Tyrell Tapaha lives in the Four Corners region of the American Southwest, raising sheep for wool to dye, spin, and weave. But he likes to play with what is signified by notions of the typical Navajo weaver. His work stood out in “Young Elder,” a group show last year at James Fuentes gallery in New York, for its woven textual provocations bearing messages like fuck and kkkolonization. And when I spoke to the Diné artist in March, he was preparing a pointedly atypical figurative piece on a self-made floor loom in his kitchen. “[Traditional Navajo weavers] will lose it if you weave a triangle, let alone a man,” he said.
“My work gives me leeway to poke fun at Navajo textiles and traditional motifs.”
Transgressive yet still informed by tradition and the resource-rich agrarian Southwest, Tapaha hand-dyes and hand-spins Churro sheep wool to use in his work. Contrasting the nearly cubist silhouettes of historical pictorial weaving, his renderings of shimá sáni (grandmothers) and ovine themes are less abstract, constructed with emoji-level realism and detail. “Navajo designs were once pop,” Tapaha said, alluding to the Industrial Revolution’s standardizing impact on Navajo weaving styles. Demand for weavings across America in the late 1800s reduced the complex figures and symbols representing the mise-en-scène of Navajo life, going back hundreds of years, to simpler motifs produced at scale by companies like Pendleton.
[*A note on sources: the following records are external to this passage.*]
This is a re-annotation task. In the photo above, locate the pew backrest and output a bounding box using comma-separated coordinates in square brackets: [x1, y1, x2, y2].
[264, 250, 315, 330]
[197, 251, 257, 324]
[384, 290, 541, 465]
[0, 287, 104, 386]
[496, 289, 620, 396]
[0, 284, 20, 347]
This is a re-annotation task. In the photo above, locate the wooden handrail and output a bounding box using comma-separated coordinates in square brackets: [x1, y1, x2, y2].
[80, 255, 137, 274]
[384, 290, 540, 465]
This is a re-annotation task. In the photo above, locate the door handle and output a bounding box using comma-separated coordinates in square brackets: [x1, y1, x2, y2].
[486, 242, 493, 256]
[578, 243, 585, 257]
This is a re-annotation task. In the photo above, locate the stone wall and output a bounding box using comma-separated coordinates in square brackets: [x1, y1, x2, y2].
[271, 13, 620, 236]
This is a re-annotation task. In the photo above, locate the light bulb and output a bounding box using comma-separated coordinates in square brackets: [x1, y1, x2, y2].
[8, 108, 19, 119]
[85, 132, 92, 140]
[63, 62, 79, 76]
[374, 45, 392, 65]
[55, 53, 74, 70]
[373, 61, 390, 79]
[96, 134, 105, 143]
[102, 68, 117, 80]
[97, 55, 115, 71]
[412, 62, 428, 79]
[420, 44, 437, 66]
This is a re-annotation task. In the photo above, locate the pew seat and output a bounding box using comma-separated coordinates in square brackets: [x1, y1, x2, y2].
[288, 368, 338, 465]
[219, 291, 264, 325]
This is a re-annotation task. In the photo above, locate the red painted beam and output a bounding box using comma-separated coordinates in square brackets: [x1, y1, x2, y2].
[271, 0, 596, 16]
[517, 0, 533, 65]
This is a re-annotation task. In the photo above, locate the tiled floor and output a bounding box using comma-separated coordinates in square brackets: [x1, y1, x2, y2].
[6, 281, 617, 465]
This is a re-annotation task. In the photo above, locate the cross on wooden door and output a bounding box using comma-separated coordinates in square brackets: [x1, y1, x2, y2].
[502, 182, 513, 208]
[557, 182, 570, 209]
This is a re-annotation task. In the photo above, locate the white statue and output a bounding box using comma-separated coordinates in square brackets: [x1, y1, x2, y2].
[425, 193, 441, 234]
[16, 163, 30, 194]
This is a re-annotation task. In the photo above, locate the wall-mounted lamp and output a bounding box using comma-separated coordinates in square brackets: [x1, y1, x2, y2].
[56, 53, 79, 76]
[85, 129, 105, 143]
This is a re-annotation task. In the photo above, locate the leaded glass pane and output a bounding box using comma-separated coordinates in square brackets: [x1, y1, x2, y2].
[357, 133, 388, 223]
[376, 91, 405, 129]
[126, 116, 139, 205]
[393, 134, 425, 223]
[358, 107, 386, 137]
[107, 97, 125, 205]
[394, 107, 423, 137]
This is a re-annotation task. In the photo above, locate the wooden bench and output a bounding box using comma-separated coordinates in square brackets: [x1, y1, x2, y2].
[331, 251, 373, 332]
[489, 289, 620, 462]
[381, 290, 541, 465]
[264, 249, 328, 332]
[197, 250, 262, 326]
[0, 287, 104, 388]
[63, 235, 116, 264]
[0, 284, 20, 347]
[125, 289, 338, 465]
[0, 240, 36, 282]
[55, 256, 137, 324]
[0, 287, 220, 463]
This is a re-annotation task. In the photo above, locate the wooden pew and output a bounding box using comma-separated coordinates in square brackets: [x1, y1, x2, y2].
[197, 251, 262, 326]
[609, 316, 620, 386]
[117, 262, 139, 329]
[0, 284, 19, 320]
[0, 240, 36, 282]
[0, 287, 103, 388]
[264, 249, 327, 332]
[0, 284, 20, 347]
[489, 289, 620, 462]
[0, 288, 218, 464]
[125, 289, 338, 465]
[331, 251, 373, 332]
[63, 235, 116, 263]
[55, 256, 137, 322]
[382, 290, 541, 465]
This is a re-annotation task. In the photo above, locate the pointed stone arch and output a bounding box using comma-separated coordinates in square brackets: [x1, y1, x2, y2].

On top of that, much pop Navajo weaving is kept in museum archives, uncredited and unincorporated into public perceptions of a rich tradition. Tapaha, for his part, flips the switch on dimly lit views of his textile progenitors. Proudly queer, he draws inspiration from such contemporary sources as the app Grindr: some of his pieces percussively juxtapose his heritage with exchanges of gay social dynamics, deploying pictorial figures and irreverent phraseology like butt stuff and all that for a boy? TruEeeE…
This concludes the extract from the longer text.